El primer trabajo de Ricardo Williams como solista fue Barajas de placer, en 1989. Luego sorprendió al mercado con su segundo disco de 45 revoluciones por minuto (los pequeñitos que sonaban de lado y lado): Arenas movedizas. Era 1990. La violencia de género era visibilizada en el país a través de movimientos sociales.Desde la política pública, entonces, se reconoció el problema como “violencia intrafamiliar” y se crearon las primeras comisarías de la mujer y la familia, así como la Ley Contra la Violencia a la Mujer y a la Familia (1995). Después surgió, recién en 2007, el Plan Nacional de Erradicación de la Violencia de Género.

Pero volvamos atrás, a 1990: Arenas movedizas salió al mercado, ganó espacio en la radio y recibió el Premio a Mejor Canción del Año. A pesar de su contenido social —cuenta el autor, a manera de anécdota— fue acogida por el público como una canción comercial. Incluso “hay gente que la ha escogido para su boda”.

Respecto a la letra, que es la prioridad de Ricardo en sus composiciones, el cantante explica cuatro momentos fundamentales.Para escribir la entrada —dice—asumió un rol de narrador inactivo, como si estuviese sentado a un lado, viéndolo todo, pero sin hacer nada, “porque es lo que muchas veces hacemos como sociedad”.

 

“Golpes detrás de una puerta/ Susurran que algo anda mal/ Y al borde de un miedo que raya en vergüenza/ Alguien empieza a llorar…”

 

Entonces—sigue—la canción da un giro. El compositor se pone bajo la piel de una mujer agredida. O lo intenta, al menos, y trata de explicar sus sentimientos—antes de componer Arenas movedizas, Ricardo Williams conversó con varias mujeres que sufrieron violencia de género—. Y entonces canta una voz femenina:

 

“El pánico ronda mis venas/ El odio empieza a acechar/ Nada de nombres ni datos ni señas/ Solo importa mi sexo no mi edad/ Tan solo soy un más…”

 

Luego se duplican las voces: hombre y mujer a dúo. A ratos alternan. La canción se vuelve propositiva. Sugiere:

 

“Una más/ Que penando está/ Mientras tengas un aliento un minuto un día/ Mientras tengas un latido una señal de vida/ Mientras tenga un aliento un minuto un día/ Porque estoy amando sobre arenas movedizas/ Mientras puedas escapa…

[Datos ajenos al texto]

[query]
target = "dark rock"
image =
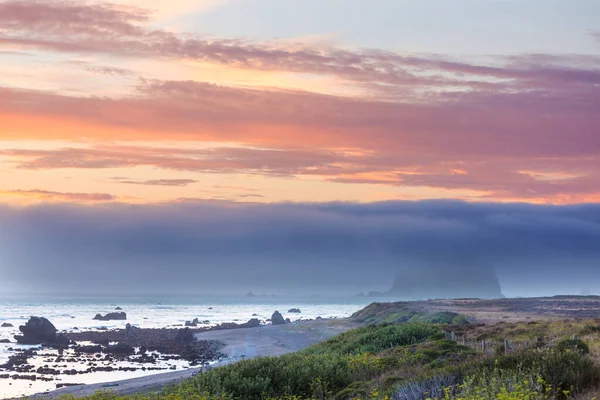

No apagues hermana tu rabia/ Haz tempestad en tu mar/Cuéntale al mundo que tú andas harta/ De someterte y callar…”

 

Para cerrar —dice Ricardo— pensó en mostrar un cambio: la escena de una mujer que se atreve “a salir del infierno, porque la violencia contra la mujer es un mal que, si no lo cortas de raíz,se vuelve más y más peligroso; no para”:

 

“Voy a arrancarme este miedo/ Pues esto no es amar/ Y si en el intento me rompo por dentro/ Lo intento de nuevo y lo vuelvo a intentar/ De nuevo una vez más/Una más/ Una y cien veces más…

Mientras tenga un aliento un minuto un día…

Abre/ Anda/ Rompe/ Habla/ Cuenta/ Grita/ Canta/ Escapa…

Mientras puedas escapa”.

 

Arenas movedizas fue reeditada en 2016 como parte del proyecto Mujer sin miedos. Una iniciativa de crowdfunding para la realización de un disco que sensibilice con temas alusivos y una guía digital terapéutica para mujeres maltratadas. Ricardo cuenta para finalizar que terminó de leer No me toques, el libro del periodista Juan Carlos Calderón con relatos aterradores de violencia de género y femicidio.

Silencio.

—La violencia es un cáncer —coincidimos.

—Imagina a la mitad del mundo agrediendo a la otra mitad. Eso es la violencia contra la mujer.

En Ecuador las cifras son aberrantes.*

Arenas movedizas de Ricardo Williams:

*6 de cada 10 mujeres han vivido algún tipo de violencia de género; 1 de cada 4 ha sufrido violencia sexual; 2 de cada 5 ha sufrido violencia física; 1 de cada 2 violencia psicológica; 4 de cada 10 violencia patrimonial. Esto,según la Encuesta Nacional de Relaciones Familiares y Violencia de Género contra las Mujeres, que hizo el INEC en 2011.